July 26, 2017 3.26 pm This story is over 80 months old

Barry Turner: A game of chicken

Michael Gove tells us we won’t have it, Liam Fox says the press are obsessed by it. Not since presidential candidate Herbert Hoover promised a one in every pot, during his election campaign in 1928, has this staple of the dinner table been such a hot political issue. The Brexit negotiations now, if you believe…

Michael Gove tells us we won’t have it, Liam Fox says the press are obsessed by it. Not since presidential candidate Herbert Hoover promised a one in every pot, during his election campaign in 1928, has this staple of the dinner table been such a hot political issue.

The Brexit negotiations now, if you believe our media, is all about chicken. Chicken of the chlorine washed variety that is. There has been much recent clucking about the significance of Dr Fox’s discussions in the US about post Brexit trade and this has raised the rather different views on food safety adopted by the Europeans and the Americans.

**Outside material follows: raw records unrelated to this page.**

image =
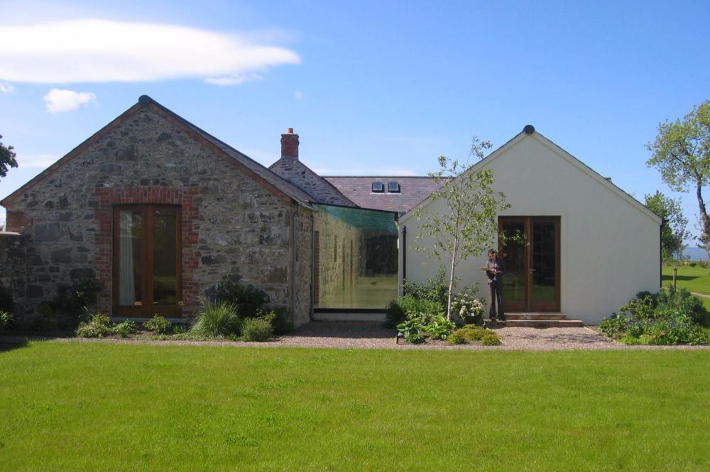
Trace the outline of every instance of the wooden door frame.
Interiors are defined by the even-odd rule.
[[[114,227],[111,231],[113,241],[113,270],[111,290],[113,294],[113,313],[116,316],[131,318],[150,318],[154,314],[160,314],[170,318],[180,318],[182,307],[180,301],[182,300],[182,211],[179,205],[139,204],[119,204],[113,206]],[[156,210],[170,210],[175,214],[175,295],[178,303],[175,305],[155,305],[153,300],[153,236],[154,216]],[[143,216],[143,231],[141,234],[141,262],[143,263],[143,280],[141,289],[143,300],[141,305],[126,307],[119,304],[119,289],[120,280],[120,221],[121,212],[141,212]]]
[[[503,224],[506,222],[523,223],[525,232],[525,302],[522,310],[524,312],[558,312],[561,307],[561,292],[562,292],[562,278],[560,273],[561,268],[561,230],[559,216],[498,216],[498,231],[502,234]],[[547,222],[555,224],[555,301],[552,303],[535,304],[532,300],[532,224],[535,222]],[[498,240],[498,251],[503,253],[503,248],[500,239]],[[506,254],[503,253],[503,262],[506,260]],[[505,297],[505,293],[503,294]],[[505,303],[505,298],[503,298]],[[506,306],[506,305],[504,305]],[[509,306],[509,305],[508,305]],[[509,311],[506,309],[506,311]],[[515,309],[515,311],[518,311]]]

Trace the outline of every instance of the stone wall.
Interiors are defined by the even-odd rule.
[[[18,233],[0,232],[0,285],[13,295],[14,314],[23,321],[26,290],[26,238]]]
[[[288,180],[313,197],[317,203],[355,207],[332,184],[311,170],[297,158],[281,158],[269,167],[275,174]]]
[[[31,240],[26,295],[33,306],[59,284],[95,275],[104,284],[97,309],[111,309],[114,209],[129,204],[182,209],[183,317],[227,274],[290,306],[294,204],[178,125],[155,105],[141,106],[6,199],[9,229]]]

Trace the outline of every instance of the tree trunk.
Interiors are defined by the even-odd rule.
[[[703,201],[702,187],[699,180],[696,182],[695,194],[698,197],[698,205],[700,207],[700,224],[703,231],[701,237],[705,243],[705,251],[710,254],[710,221],[708,221],[708,214],[705,209],[705,202]]]

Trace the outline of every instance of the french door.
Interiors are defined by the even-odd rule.
[[[114,207],[114,314],[180,317],[180,208]]]
[[[506,311],[559,312],[559,217],[501,216],[498,226]]]

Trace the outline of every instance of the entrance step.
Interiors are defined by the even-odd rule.
[[[384,312],[316,312],[312,318],[319,322],[385,322]]]
[[[581,328],[581,319],[567,319],[564,313],[506,313],[505,322],[486,320],[491,328]]]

What is the problem? Well the Americans want full access to the British market for their hormone enhanced meat and chlorine washed chickens, something that may not go down too well with consumers used to higher standards of food quality. Put bluntly, British consumers will not swallow this.

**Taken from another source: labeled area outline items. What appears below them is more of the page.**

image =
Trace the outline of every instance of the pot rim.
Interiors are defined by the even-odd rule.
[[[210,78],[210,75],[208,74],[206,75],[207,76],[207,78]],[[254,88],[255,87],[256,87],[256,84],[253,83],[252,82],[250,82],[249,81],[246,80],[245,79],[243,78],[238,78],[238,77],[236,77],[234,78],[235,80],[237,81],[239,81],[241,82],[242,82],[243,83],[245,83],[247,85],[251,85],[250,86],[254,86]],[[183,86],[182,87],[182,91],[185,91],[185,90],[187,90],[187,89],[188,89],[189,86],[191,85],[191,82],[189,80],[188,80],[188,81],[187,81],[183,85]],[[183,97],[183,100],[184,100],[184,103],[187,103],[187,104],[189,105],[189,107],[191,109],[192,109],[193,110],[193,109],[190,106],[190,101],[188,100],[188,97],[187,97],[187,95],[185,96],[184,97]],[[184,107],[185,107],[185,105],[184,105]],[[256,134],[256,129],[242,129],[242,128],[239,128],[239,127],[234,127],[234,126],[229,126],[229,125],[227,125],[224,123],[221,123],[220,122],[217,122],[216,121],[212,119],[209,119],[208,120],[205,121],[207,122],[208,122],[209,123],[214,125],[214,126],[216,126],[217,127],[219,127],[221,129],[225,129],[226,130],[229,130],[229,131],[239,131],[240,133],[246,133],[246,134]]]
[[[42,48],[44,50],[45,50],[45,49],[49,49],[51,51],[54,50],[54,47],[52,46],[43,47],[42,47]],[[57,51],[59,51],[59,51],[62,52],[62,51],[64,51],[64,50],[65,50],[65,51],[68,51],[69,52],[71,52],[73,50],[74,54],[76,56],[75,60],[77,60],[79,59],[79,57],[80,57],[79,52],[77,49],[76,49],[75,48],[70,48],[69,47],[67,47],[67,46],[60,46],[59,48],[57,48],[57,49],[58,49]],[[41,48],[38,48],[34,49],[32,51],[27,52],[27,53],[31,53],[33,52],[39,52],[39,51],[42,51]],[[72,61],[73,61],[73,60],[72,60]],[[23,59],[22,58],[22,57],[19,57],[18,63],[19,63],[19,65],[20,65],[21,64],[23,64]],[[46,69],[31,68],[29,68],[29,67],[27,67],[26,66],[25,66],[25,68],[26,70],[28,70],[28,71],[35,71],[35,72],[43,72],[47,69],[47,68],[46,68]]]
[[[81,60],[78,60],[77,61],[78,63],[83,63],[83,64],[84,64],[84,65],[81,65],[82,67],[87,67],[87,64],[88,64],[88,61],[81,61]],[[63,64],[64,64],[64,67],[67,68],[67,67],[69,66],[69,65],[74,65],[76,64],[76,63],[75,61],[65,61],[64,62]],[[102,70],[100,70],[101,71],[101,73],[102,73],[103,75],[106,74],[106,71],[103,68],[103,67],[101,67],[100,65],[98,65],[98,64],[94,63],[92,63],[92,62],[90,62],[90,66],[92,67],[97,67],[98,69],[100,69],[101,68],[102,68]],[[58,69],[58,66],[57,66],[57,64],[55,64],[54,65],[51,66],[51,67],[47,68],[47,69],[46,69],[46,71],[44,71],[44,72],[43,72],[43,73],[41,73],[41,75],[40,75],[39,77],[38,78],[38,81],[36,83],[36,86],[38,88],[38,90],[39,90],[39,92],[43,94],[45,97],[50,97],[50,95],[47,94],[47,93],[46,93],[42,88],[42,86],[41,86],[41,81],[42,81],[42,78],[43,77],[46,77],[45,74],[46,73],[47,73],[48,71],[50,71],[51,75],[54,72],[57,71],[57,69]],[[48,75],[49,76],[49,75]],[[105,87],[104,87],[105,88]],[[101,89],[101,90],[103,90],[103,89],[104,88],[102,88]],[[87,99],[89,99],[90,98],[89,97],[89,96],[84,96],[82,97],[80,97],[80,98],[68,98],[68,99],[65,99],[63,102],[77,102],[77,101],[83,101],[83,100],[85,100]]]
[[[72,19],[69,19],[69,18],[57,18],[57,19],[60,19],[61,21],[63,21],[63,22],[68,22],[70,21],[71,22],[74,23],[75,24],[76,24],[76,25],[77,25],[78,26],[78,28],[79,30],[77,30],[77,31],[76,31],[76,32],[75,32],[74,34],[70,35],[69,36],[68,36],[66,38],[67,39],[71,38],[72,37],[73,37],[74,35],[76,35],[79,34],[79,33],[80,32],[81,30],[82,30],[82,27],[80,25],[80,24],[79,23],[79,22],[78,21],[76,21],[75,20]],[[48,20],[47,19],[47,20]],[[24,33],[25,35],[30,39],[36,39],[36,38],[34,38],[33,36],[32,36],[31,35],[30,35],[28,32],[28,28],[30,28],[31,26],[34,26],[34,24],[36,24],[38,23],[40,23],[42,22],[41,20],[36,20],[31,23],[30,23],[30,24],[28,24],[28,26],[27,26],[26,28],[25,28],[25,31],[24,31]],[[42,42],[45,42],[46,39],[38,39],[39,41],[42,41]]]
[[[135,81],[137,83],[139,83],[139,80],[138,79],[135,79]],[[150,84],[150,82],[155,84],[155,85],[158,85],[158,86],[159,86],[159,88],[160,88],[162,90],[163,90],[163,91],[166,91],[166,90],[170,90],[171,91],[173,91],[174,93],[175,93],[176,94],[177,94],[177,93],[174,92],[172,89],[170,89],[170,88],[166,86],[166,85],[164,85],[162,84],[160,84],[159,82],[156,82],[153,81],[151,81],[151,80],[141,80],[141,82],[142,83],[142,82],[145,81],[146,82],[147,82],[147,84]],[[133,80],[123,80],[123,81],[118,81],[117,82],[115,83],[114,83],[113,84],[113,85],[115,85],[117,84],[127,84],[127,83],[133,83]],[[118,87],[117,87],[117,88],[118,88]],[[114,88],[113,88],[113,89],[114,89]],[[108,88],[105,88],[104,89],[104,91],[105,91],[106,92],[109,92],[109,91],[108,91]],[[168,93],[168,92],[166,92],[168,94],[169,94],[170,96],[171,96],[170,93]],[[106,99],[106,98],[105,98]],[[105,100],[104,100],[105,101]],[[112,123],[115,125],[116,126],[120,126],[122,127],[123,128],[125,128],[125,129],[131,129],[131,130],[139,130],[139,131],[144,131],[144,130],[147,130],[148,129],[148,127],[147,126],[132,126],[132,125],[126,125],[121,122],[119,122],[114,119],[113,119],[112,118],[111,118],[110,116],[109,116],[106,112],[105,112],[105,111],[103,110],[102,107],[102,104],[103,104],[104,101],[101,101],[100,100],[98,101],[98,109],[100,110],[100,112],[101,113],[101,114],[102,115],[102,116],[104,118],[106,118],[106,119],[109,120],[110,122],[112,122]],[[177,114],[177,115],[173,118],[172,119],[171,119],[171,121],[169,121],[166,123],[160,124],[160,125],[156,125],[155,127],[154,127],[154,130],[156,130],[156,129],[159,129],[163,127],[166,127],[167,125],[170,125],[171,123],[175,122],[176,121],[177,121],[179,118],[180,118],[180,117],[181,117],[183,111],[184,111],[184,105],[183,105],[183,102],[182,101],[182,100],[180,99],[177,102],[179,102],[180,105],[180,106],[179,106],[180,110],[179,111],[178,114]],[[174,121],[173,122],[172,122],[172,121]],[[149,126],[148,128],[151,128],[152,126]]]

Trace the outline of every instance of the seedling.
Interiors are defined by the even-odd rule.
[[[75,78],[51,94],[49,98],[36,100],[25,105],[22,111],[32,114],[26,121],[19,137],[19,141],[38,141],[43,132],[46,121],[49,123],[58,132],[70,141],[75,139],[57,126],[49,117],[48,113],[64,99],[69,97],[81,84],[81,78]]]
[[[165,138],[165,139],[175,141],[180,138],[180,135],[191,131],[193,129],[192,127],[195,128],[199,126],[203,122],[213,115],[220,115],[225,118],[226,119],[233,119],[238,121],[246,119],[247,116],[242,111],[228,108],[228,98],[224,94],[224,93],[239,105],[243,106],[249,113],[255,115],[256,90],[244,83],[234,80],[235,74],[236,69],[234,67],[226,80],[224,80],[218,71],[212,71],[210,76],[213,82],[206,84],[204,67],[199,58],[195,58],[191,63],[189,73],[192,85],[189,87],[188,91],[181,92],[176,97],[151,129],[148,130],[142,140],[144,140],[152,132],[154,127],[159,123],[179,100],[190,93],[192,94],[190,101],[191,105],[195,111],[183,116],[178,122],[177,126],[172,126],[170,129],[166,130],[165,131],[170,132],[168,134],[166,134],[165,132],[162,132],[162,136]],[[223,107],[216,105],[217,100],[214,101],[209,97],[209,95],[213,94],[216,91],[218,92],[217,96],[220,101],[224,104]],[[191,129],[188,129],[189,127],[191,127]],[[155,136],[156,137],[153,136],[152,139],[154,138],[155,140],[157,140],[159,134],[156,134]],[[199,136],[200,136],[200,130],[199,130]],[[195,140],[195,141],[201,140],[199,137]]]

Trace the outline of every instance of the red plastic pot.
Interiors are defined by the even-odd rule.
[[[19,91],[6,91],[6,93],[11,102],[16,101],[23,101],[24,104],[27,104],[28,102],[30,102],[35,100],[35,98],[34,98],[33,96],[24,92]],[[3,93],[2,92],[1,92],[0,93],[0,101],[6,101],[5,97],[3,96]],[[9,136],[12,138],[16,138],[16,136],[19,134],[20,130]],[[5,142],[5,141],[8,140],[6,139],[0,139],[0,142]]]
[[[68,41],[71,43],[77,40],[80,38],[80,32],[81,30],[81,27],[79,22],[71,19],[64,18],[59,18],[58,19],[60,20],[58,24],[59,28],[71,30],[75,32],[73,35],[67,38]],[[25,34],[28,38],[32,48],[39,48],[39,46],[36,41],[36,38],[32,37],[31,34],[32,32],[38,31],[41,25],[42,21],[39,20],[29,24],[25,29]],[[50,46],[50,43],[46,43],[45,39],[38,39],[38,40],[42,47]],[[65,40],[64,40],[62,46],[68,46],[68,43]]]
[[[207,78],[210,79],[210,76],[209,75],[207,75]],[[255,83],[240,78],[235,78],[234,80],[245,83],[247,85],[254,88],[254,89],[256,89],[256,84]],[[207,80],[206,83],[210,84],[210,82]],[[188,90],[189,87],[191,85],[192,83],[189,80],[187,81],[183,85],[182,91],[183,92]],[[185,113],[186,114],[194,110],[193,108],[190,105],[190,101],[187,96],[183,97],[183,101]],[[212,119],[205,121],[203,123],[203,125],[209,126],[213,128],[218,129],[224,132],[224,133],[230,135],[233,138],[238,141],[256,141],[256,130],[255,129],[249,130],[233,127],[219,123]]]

We are assured by those with a vested interest in assuring us that hormones in beef and chlorine on chicken are safe and our medically qualified trade secretary, while being a little non-committal, seems to agree. There is of course significant evidence that both are at least just a little suspect.

In December 2000 five people were jailed for a multi-million pound food scam in which chicken deemed fit only for pet food was re-introduced into that suitable for humans. Part of the scam involved using bleach to ‘refresh’ tainted and yellowing chicken meat so it could be sold to restaurants and pre-packed food distributors. The bleach did a wonderful job of making dull, yellow and contaminated chicken look fresh killed but did nothing about the infectious bacteria under the surface.

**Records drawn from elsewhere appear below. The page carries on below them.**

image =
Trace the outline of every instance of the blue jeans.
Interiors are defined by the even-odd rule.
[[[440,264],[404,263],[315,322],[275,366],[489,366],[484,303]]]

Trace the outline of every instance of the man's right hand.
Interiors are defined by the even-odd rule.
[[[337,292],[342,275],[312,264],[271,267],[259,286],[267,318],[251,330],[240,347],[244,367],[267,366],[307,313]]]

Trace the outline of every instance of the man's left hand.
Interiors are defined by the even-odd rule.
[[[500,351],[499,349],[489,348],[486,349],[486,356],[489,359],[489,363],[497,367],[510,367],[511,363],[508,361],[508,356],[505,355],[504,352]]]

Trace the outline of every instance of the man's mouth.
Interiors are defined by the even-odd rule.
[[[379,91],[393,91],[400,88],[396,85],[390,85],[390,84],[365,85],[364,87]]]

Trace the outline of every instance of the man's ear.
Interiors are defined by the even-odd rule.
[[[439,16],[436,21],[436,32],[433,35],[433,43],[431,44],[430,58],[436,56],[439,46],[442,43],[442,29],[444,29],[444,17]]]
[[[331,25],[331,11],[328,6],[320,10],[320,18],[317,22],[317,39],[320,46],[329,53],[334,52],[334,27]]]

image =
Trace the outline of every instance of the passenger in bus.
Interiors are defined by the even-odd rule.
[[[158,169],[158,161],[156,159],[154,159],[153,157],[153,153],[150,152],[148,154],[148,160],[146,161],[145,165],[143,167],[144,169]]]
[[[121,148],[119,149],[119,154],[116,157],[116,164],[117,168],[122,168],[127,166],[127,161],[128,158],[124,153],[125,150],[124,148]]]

Its not the chlorine we need to be afraid of it’s what it has hidden by its use.

Hormones in red meat are used along with the profligate use of antibiotics to increase the profitability of the meat industry. Again we are assured that this is quite harmless to individuals eating it. We do not have time to do the science here today but a quick Google search on what hormones are actually for might give us some clues why we should not be so sure about the harmlessness of it all.

Dr Fox seems satisfied that the food is safe, Mr Gove says we won’t be having it. Who is right? I guess we will have to see who is higher in the pecking order right after Brexit in 2019.

Barry Turner is a Senior Lecturer in War Reporting and Human Rights and a member of the Royal United Services Institute.